Meli ist absolut toll. Seine Stimme klingt frisch, frei und hält auch bis zum letzten Schlussakkord durch ohne gepresst, gezwungen oder gar verbraucht zu klingen.
So viel Begeisterung an einem Abend. Wie gesagt, die Cast ist enorm stark, was es einem schwer macht, zu entscheiden, wer denn nun gesanglich am besten abschneidet. Schließlich haben wir auch noch Elīna Garanča, die als intrigante Prinzessin Eboli ebenfalls aus dem Vollen schöpft.

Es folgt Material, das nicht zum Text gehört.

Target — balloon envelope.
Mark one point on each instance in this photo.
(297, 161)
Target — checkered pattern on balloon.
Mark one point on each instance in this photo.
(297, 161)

Die eiskalt berechnende Frauenfigur, wunderbar gespielt, steht Elīna Garanča famos. Mit ihrer leicht scheppernd metallischen Vokalkraft gelingt ihr eine perfekte Gesamtdarstellung. Mal Zirze, mal Hexe, mal reumütige Sünderin. Die ganze Palette der emotionalen Temperaturen bringt die Mezzosopranistin virtuos auf die Bühne.
Und was das Dirigat anbelangt, so liefert Ricardo Chailly eine solide Arbeit ab, bereitet dem Gesang einen multifacettierten Klangteppich, auf dem sich wunderbar interpretieren lässt.
Warum am Ende der Vorstellung doch noch Buhrufe laut werden und sich unter die begeisterten Bravi-Rufe mischen -schwer zu sagen. Das ist wohl bei Premieren oft und gerne der Fall.
Don Carlo - Oper in vier Akten - Giuseppe Verdi
Dirigent: Ricardo Chailly
Saisoneröffnung: 07. Dezember 2023
Jongmin Park (Il Grande Inquisitore)
Michele Pertusi (Filippo II)
Francesco Meli (Don Carlo)
Luca Salsi (Rodrigo)
Huanhong Li (Mönch)
Anna Netrebko (Elisabetta von Valois )
Elīna Garanča (Prinzessin vonEboli)
Elisa Verzier (Tebaldo)
Jinxu Xiahou (Graf von Lerma )
Rosalia Cid (Stimme vom Himmel)
Mit Orchestre et Choeur del Teatro alla Scala
Ab dem 16. Dezember kann man die Aufzeichnung auf "ARTE TV" abrufen, die bis einschließlich 5. Juni 2024 in der Mediathek verfügbar ist.